The claim therefore is directed to an abstract idea.
	Step 2B Analysis: The claim does not include additional elements that are sufficient to amount to significantly more than the judicial exception.  Further, the additional elements cited are insignificant extra-solution activities that are considered well-understood, routine, conventional activities. Examiner notes that communicating/transmitting weights from a source system to a target system amounts to receiving or transmitting data over a network (MPEP 2106.05(d)(II)(i). According to MPEP 2106.05(d)(II)(i), “The courts have recognized the following computer functions as well‐understood, routine, and conventional functions when they are claimed in a merely generic manner”. As such, the insignificant extra-solution activities are considered well-understood, routine, conventional activities. Thus rendering insignificant extra-solution activities in the claim routine and conventional. As such, the insignificant extra-solution activities are considered well-understood, routine, conventional activities. Therefore, the claim is not patent eligible.

Regarding Claim 2/9/11/24
	Claim 2 is directed to a system. Claim 9 is directed to a process.
	The claim does not recite any additional abstract ideas beyond those recited in the parent claim.
	Under step 2A prong 2 and 2B:
	The claim recites additional elements (“the one or more client systems communicate, to the one  more server systems, one or more second neural network weights from  the updated one or more first neural network the one or more server systems”) which amount to insignificant extra solution activity and mere data gathering as identified in the parent claim (2106.05(g)).
	The claim recites the additional element (“further train the one or more second neural networks based, at least in part, on the one or more second neural network weights”) which amounts to applying the judicial exception of updating weights to generic computer machinery (2106.05(f)).  The claim does not provide any details of the training beyond being based on the abstract idea.
	Similarly, Claim 9 describes transmitting and training which similar to the limitations described in claim 2. These limitations are analyzed in the same way.
	Similarly, Claim 11 describes transmitting similar to the limitations described in claim 2. These limitations are analyzed in the same way.
	Similarly, Claim 24 describes transmitting similar to the limitations described in claim 2. These limitations are analyzed in the same way.
	The claim therefore does not recite a practical application or significantly more.
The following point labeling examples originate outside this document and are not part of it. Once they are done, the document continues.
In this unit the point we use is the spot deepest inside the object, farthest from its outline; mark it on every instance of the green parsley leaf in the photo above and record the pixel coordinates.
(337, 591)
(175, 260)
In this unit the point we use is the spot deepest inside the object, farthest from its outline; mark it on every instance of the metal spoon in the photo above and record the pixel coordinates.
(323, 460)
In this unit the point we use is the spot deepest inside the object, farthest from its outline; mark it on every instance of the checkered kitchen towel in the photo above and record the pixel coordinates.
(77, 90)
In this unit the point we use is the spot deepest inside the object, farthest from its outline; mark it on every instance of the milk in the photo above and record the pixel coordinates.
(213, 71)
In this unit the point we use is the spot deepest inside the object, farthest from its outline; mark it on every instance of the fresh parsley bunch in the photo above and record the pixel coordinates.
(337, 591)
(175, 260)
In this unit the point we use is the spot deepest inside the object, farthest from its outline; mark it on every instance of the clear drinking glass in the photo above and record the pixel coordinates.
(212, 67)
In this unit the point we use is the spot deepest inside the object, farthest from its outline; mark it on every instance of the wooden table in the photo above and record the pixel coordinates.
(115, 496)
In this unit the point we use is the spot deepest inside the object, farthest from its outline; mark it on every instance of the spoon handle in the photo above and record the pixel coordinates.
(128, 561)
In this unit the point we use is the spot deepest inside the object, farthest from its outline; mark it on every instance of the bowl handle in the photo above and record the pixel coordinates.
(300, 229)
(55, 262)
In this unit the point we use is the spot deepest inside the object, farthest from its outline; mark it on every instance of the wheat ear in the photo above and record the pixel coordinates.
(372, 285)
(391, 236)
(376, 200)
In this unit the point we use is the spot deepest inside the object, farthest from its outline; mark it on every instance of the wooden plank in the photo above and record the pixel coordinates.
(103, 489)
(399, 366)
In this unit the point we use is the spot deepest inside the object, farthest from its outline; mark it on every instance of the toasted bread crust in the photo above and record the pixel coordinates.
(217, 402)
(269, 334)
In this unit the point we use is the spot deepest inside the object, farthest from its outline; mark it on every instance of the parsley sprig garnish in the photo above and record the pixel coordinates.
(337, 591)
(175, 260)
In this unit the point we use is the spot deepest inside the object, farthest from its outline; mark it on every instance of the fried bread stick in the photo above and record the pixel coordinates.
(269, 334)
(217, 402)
Regarding claim 4/5/7/10/13/14/17/21/25/27
	Claim 4, 5, 7, 17, 21 are directed to a system.
	Claim 10, 13, 14, 25, 27 are directed to a process.
	The claims recite descriptive details of the weights or other data analyzed/updated via the abstract idea without reciting any additional elements beyond those identified in the parent claim.
	Therefore the claim does not recite a practical application or significantly more.

Regarding claim 6
	The claim is directed to a system.
	The claim does not recite any additional abstract ideas beyond those recited in the parent claim.
	Under step 2A prong 2 and 2B:
	The claim recites additional elements (“by transmitting, to the one or more client systems, the one or more neural network weights comprising combined neural network weights received from the one or more client systems including the previous neural network weights”) which amount to insignificant extra solution activity and mere data gathering as identified in the parent claim (2106.05(g)).
	The claim recites the additional element (“causes the one or more client systems to use the one or more first neural networks”) which amounts to applying the judicial exception of updating weights to generic computer machinery. The claim does not provide any details of the functioning or the processor beyond its application (2106.05(f)).
	The claim therefore does not recite a practical application or significantly more.

Regarding Claim 12
	Claim 12 is directed to a process.
	The claim recites “wherein the one or more second neural network weights are usable to train the one or more second neural networks by combining each of the one or more second neural network weights into one or more combined neural network weights” which further describes the weights updated as part of the abstract idea identified in the parent claim.
	Under step 2A prong 2 and 2B:
	The claim recites additional elements (“the one or more client systems communicate, to the one  more server systems, one or more second neural network weights from  the updated one or more first neural network the one or more server systems”) which amount to insignificant extra solution activity and mere data gathering as identified in the parent claim (2106.05(g)).
	The claim recites the additional element (“and training the one or more second neural networks based, at least in part, on the one or more combined neural network weights.”) which amounts to applying the judicial exception of updating weights to generic computer machinery. (2106.05(f)). The claim does not provide any details of the training beyond being based on the abstract idea.
	The claim therefore does not recite a practical application or significantly more.

Regarding Claim 18
	Claim 18 is directed to a system
	The claim does not recite any additional abstract ideas beyond those recited in the parent claim.
	Under step 2A prong 2 and 2B:
	The claim recites the additional element (“wherein the other client computer systems implement one or more other neural networks trained based, at least in part, on the one or more neural network weights and supervised data, including the labeled data”) which amounts to applying the judicial exception of updating weights to generic computer machinery (2106.05(f)). The claim does not provide any details of the functioning of the neural network.
	The claim therefore does not recite a practical application or significantly more.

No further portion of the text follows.